1867 Meksika'sının toprakları Avusturya Ordusu tarafından İmparator Maximillien adına işgal edilmiştir. Meksika için alışılagelmiş devrim ve direniş hareketleri federal hükümete olduğu kadar bu yabancı ordu askerlerine karşıda sürdürülmektedir.
Direnişçilerin lideri Ocano (Franco Fantasia) kuvvetlerinin silah ihtiyacını karşılamak amacıyla Avusturyalıların kontrolünde gerçekleştirilen önemli miktarda ki bir altın sevkiyatının istihbaratını alır. Güvenilir adamlarından Escudo (Ignazio Spalla) ve ekibini kiralık silahşör Sabata (Yul Brynner) ile temas kurmaları ve bu sevkiyattaki altını ele geçirmeleri için görevlendirir.

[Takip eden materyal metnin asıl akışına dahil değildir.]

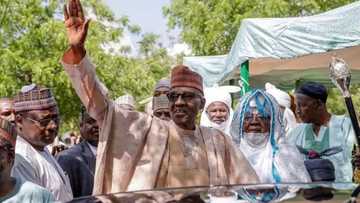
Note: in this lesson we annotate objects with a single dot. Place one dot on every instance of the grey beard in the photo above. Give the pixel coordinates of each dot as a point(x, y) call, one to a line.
point(256, 140)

Avusturyalıların denetiminde ki Guadolupe Kalesinin komutanı Albay Skimmel'in (Gerard Herter) emriyle başlatılan sevkiyat Sabata ve arkadaşlarının pusu kurdukları noktada beklenmedik bir sürprizle durdurulur. Arabaya Meksikalı kılığında ki Avusturyalılar saldırır ve çok geçmeden Sabata ve ekibiyle, Avusturyalılar arasında bir araba dolusu altın için kovalamaca başlar. Bu takip hikayesi Sabata'nın bahisli düellolarından ciddi bir gelir elde etmiş üçkağıtçı arkadaşı ressam Ballantine'nin(Dean Reed) katılımıyla renklenir.
Ekip tüm zorlukları atlatıp altını paylaşmak için güvenli bir yer bulduğunda ise kendilerini bambaşka bir sürpriz beklemektedir. Onlarca tehlikeye atılarak ele geçirdikleri arabanın içinde ki altın çuvalları kum doludur.

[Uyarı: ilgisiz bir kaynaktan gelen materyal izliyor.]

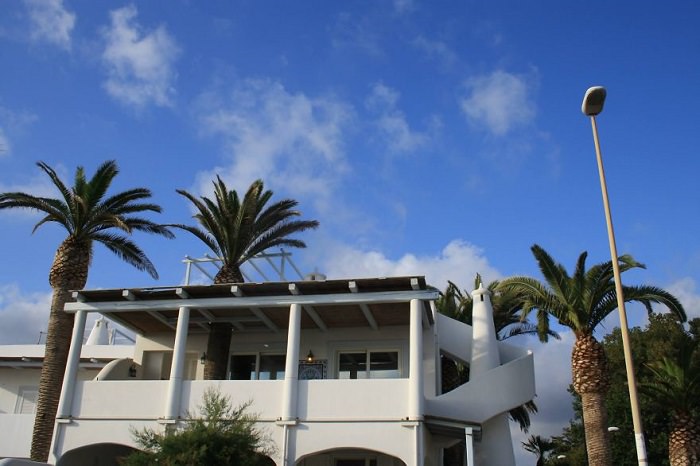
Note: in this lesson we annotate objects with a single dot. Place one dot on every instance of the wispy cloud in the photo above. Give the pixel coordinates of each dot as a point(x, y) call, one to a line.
point(498, 102)
point(436, 50)
point(140, 64)
point(22, 315)
point(292, 141)
point(686, 291)
point(391, 122)
point(12, 122)
point(51, 22)
point(458, 261)
point(356, 33)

Kendi ordusunu soymaktan çekinmeyen Avusturyalılar ve en ufak fırsatta birbirlerini egale etmeye hazır altın avcıları son büyük hesaplaşma için Guadolupe Kalesinin yolunu tutarlar.
Sabatadan Androidlere:
Sabata bir mit olarak Spaghetti dünyasının şahin gözlü aktörü Lee Van Cleef ile markalaşan bir karakterdir. Indio Black, İtalyan yönetmenlerin ülkemizde olduğu gibi sıkça başvurduğu bir yöntem olan isimle seyirci çekme tekniğinin bir sonucu olarak Sabata serisinin bir parçası gibi lanse edilmiştir. Ancak bu odaklama tekniğinde ki doğruluk payıda azımsanmayacak kadar çoktur, çünkü her ne kadar Sabata = Lee Van Cleef formülü geçerli olsada madalyonun öteki yüzünde filmlerin kazandığı popülerliğin diğer mimarı olarak rejisör Gianfranco Paroli'nin de payı büyüktür.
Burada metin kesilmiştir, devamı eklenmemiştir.